The laws are being passed in the name of preventing “voter fraud.” But study after study has shown that fraud by voters is not a major problem — and is less of a problem than how hard many states make it for people to vote in the first place....

Again, think of what this would look like to a dispassionate observer. A party wins an election, as the GOP did in 2010. Then it changes the election laws in ways that benefit itself. In a democracy, the electorate is supposed to pick the politicians. With these laws, politicians are shaping their electorates.

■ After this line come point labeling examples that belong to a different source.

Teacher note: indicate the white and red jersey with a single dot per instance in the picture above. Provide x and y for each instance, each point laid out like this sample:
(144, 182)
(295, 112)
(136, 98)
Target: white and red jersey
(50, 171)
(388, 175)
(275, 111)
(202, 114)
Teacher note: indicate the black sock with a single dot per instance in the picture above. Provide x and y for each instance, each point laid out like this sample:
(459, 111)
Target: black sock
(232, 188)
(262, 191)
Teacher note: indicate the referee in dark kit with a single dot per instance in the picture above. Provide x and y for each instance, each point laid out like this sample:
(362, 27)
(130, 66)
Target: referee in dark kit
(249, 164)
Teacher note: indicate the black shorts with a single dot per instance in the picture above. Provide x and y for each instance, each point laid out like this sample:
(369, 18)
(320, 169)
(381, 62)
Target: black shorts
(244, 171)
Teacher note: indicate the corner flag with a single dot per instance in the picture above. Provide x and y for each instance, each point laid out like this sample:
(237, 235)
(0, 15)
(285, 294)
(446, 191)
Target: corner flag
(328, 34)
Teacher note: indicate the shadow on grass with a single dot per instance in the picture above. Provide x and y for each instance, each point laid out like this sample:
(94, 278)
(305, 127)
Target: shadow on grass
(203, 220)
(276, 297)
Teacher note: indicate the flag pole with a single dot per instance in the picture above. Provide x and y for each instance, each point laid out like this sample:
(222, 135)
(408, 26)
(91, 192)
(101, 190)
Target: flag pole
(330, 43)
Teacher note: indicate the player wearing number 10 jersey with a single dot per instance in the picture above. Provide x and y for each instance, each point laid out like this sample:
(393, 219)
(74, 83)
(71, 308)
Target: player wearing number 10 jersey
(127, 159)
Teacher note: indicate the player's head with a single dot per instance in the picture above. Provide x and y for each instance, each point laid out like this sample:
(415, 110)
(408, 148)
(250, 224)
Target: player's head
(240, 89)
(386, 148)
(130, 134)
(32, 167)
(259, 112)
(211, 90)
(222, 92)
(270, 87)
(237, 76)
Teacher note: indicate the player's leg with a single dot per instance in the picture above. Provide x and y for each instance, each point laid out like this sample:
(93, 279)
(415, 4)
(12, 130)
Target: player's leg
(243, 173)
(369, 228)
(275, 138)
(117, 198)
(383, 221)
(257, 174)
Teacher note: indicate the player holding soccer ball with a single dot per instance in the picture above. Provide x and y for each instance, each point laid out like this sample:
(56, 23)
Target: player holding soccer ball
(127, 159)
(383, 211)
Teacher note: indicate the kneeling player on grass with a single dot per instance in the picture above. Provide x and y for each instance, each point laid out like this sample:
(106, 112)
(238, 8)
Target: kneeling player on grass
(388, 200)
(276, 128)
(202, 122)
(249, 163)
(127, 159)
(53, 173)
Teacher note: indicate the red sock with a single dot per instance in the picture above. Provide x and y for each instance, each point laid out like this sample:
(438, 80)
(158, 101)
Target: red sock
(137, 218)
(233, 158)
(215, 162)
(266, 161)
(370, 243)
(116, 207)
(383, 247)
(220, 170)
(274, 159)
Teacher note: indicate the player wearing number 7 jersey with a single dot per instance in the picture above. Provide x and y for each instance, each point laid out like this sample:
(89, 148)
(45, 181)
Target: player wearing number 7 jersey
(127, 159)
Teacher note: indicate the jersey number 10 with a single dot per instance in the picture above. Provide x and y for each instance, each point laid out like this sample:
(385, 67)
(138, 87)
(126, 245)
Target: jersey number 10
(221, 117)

It's not just minority and elderly voters.  There are active efforts in numerous states to suppress college age voters.
New Hampshire's new Republican state House speaker is pretty clear about what he thinks of college kids and how they vote. They're "foolish," Speaker William O'Brien said in a recent speech to a tea party group.

"Voting as a liberal. That's what kids do," he added....Students lack "life experience," and "they just vote their feelings."

New Hampshire House Republicans are pushing for new laws that would prohibit many college students from voting in the state - and effectively keep some from voting at all.
And if you are poor, really, should you be allowed to vote? A conservative columnist advocates disenfranchising the poor.
Conservative columnist Matthew Vadum is just going to come right out and say it: registering the poor to vote is un-American and "like handing out burglary tools to criminals."
That is the political strategy of the current Republican party. And, as they have policies that actively drive away poor, minority, or immigrant voters, it's important  that they prevent those people from voting.

If you are not outraged, you are NOT paying attention.